Sendit Ballistics, my own calculator, has a great reputation for accuracy. My algorithm takes a lot into consideration, and this results in excellent performance for medium to long range shots. However, the truth is that most all ballistic calculators will give reasonably good data.
While calculating trajectories in compressible flow (bullets flying quickly through air) requires advanced mathematics, it’s a fairly mature field. The reason your calculator gives you bad data probably has nothing to do with the calculator’s algorithm. Rather, it is a phenomenon known as GIGO: Garbage In, Garbage Out.
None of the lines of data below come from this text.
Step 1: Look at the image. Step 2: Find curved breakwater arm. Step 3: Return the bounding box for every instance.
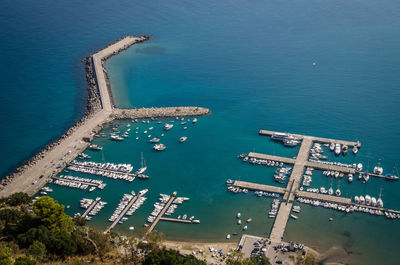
[0,36,210,197]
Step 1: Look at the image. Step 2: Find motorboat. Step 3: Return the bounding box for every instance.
[283,139,300,147]
[226,179,234,185]
[376,197,383,208]
[374,166,383,175]
[153,144,167,151]
[335,144,342,156]
[353,146,358,154]
[371,197,377,207]
[342,144,349,155]
[347,173,353,183]
[365,194,371,205]
[139,189,149,196]
[361,172,369,183]
[329,143,335,152]
[385,174,399,180]
[89,144,103,151]
[164,123,174,131]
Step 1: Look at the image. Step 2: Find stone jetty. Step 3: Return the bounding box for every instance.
[0,36,210,197]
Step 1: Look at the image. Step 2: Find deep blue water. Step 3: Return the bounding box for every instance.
[0,0,400,264]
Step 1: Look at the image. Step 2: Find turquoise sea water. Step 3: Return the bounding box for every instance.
[0,0,400,264]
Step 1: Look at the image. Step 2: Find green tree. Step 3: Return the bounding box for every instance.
[143,248,206,265]
[304,254,318,265]
[14,256,37,265]
[17,225,53,248]
[33,196,73,230]
[87,226,111,260]
[0,246,12,265]
[26,241,47,260]
[6,192,31,206]
[46,229,77,257]
[0,209,22,224]
[72,216,87,226]
[250,254,271,265]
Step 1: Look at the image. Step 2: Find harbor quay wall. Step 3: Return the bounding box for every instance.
[112,107,210,119]
[0,36,210,197]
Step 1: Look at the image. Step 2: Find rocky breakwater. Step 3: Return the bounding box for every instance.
[112,107,210,119]
[101,35,150,108]
[0,56,103,191]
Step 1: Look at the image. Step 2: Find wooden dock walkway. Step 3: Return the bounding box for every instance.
[296,190,351,204]
[104,193,142,234]
[53,177,99,187]
[0,36,210,197]
[306,161,357,174]
[68,163,136,177]
[146,191,178,234]
[160,217,192,224]
[82,197,101,217]
[233,180,286,194]
[247,130,357,242]
[259,130,357,147]
[247,152,296,164]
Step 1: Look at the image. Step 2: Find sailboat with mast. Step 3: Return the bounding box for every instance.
[376,187,383,208]
[135,152,147,177]
[385,164,399,180]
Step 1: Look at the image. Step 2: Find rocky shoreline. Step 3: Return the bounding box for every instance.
[0,36,150,191]
[112,107,210,120]
[0,35,210,196]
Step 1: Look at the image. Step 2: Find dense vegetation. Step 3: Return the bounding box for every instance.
[0,193,214,265]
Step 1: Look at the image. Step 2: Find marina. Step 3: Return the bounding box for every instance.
[104,190,147,234]
[51,175,107,191]
[146,191,178,234]
[0,36,210,197]
[82,197,101,218]
[0,0,400,265]
[233,130,400,243]
[160,217,192,224]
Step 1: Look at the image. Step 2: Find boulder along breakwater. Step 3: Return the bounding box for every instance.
[0,36,210,197]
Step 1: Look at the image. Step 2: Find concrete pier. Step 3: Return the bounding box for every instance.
[82,197,101,217]
[146,191,178,234]
[259,130,357,147]
[160,217,192,224]
[244,130,358,242]
[306,161,356,174]
[0,36,210,197]
[104,193,142,234]
[53,177,99,187]
[296,190,351,204]
[247,152,296,164]
[233,180,286,194]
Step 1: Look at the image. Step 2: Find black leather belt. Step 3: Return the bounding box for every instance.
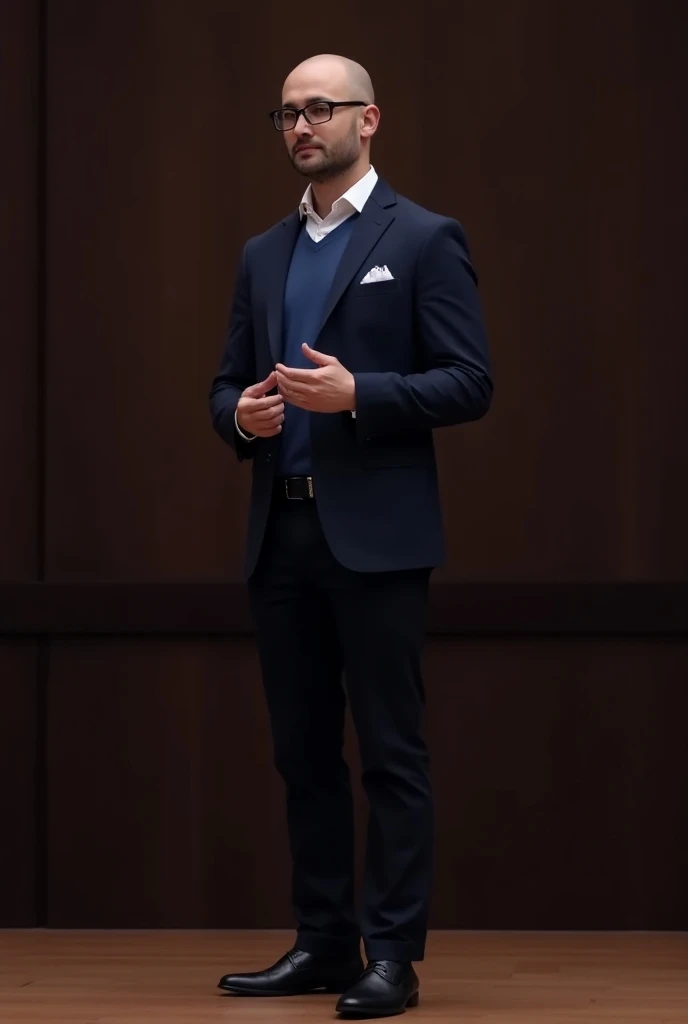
[277,476,315,502]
Your ballistic calculator relies on the following data, in order from the most important to least important:
- Ballistic Coefficient – This is generally a “G1” or “G7” class coefficient. All it means is that the bullet is benchmarked against a standard shaped object, and its performance is measured relative to that well known drag profile. You can get real nonsense if you input a G1 BC in place of a G7 BC.
- Muzzle Velocity – Get this too wrong, and your range card will be useless past 500 meters.
- Weight – Inputing the wrong weight will make your bullet seem to perform better if it is too heavy, or worse if it is too light.
- Zero range – If you input the wrong zero range, by a large margin, you can easily get unhelpful corrections.
Less important: scope height, weather, twist rate, Coriolis effect.